Масон улыбнулся своей кроткой, отеческой улыбкой.
– Высшая мудрость и истина есть как бы чистейшая влага, которую мы хотим воспринять в себя, – сказал он. – Могу ли я в нечистый сосуд воспринять эту чистую влагу и судить о чистоте ее? Только внутренним очищением самого себя я могу до известной чистоты довести воспринимаемую влагу.
– Да, да, это так! – радостно сказал Пьер.
– Высшая мудрость основана не на одном разуме, не на тех светских науках физики, истории, химии и т. д., на которые распадается знание умственное. Высшая мудрость одна. Высшая мудрость имеет одну науку – науку всего, науку объясняющую всё мироздание и занимаемое в нем место человека. Для того чтобы вместить в себя эту науку, необходимо очистить и обновить своего внутреннего человека, и потому прежде, чем знать, нужно верить и совершенствоваться. И для достижения этих целей в душе нашей вложен свет Божий, называемый совестью.
– Да, да, – подтверждал Пьер.
– Погляди духовными глазами на своего внутреннего человека и спроси у самого себя, доволен ли ты собой. Чего ты достиг, руководясь одним умом? Что ты такое? Вы молоды, вы богаты, вы умны, образованы, государь мой. Что вы сделали из всех этих благ, данных вам? Довольны ли вы собой и своей жизнью?
– Нет, я ненавижу свою жизнь, – сморщась проговорил Пьер.

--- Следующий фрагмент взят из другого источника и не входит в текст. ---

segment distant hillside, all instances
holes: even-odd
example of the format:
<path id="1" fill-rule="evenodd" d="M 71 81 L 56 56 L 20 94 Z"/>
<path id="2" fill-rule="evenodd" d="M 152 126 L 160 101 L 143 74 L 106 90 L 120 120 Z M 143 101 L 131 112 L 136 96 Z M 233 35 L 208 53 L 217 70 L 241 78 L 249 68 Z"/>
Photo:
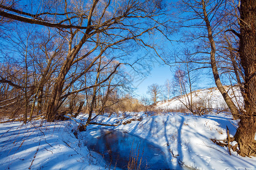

– Ты ненавидишь, так измени ее, очисти себя, и по мере очищения ты будешь познавать мудрость. Посмотрите на свою жизнь, государь мой. Как вы проводили ее? В буйных оргиях и разврате, всё получая от общества и ничего не отдавая ему. Вы получили богатство. Как вы употребили его? Что вы сделали для ближнего своего? Подумали ли вы о десятках тысяч ваших рабов, помогли ли вы им физически и нравственно? Нет. Вы пользовались их трудами, чтоб вести распутную жизнь. Вот что вы сделали. Избрали ли вы место служения, где бы вы приносили пользу своему ближнему? Нет. Вы в праздности проводили свою жизнь. Потом вы женились, государь мой, взяли на себя ответственность в руководстве молодой женщины, и что же вы сделали? Вы не помогли ей, государь мой, найти путь истины, а ввергли ее в пучину лжи и несчастья. Человек оскорбил вас, и вы убили его, и вы говорите, что вы не знаете Бога, и что вы ненавидите свою жизнь. Тут нет ничего мудреного, государь мой! – После этих слов, масон, как бы устав от продолжительного разговора, опять облокотился на спинку дивана и закрыл глаза. Пьер смотрел на это строгое, неподвижное, старческое, почти мертвое лицо, и беззвучно шевелил губами. Он хотел сказать: да, мерзкая, праздная, развратная жизнь, – и не смел прерывать молчание.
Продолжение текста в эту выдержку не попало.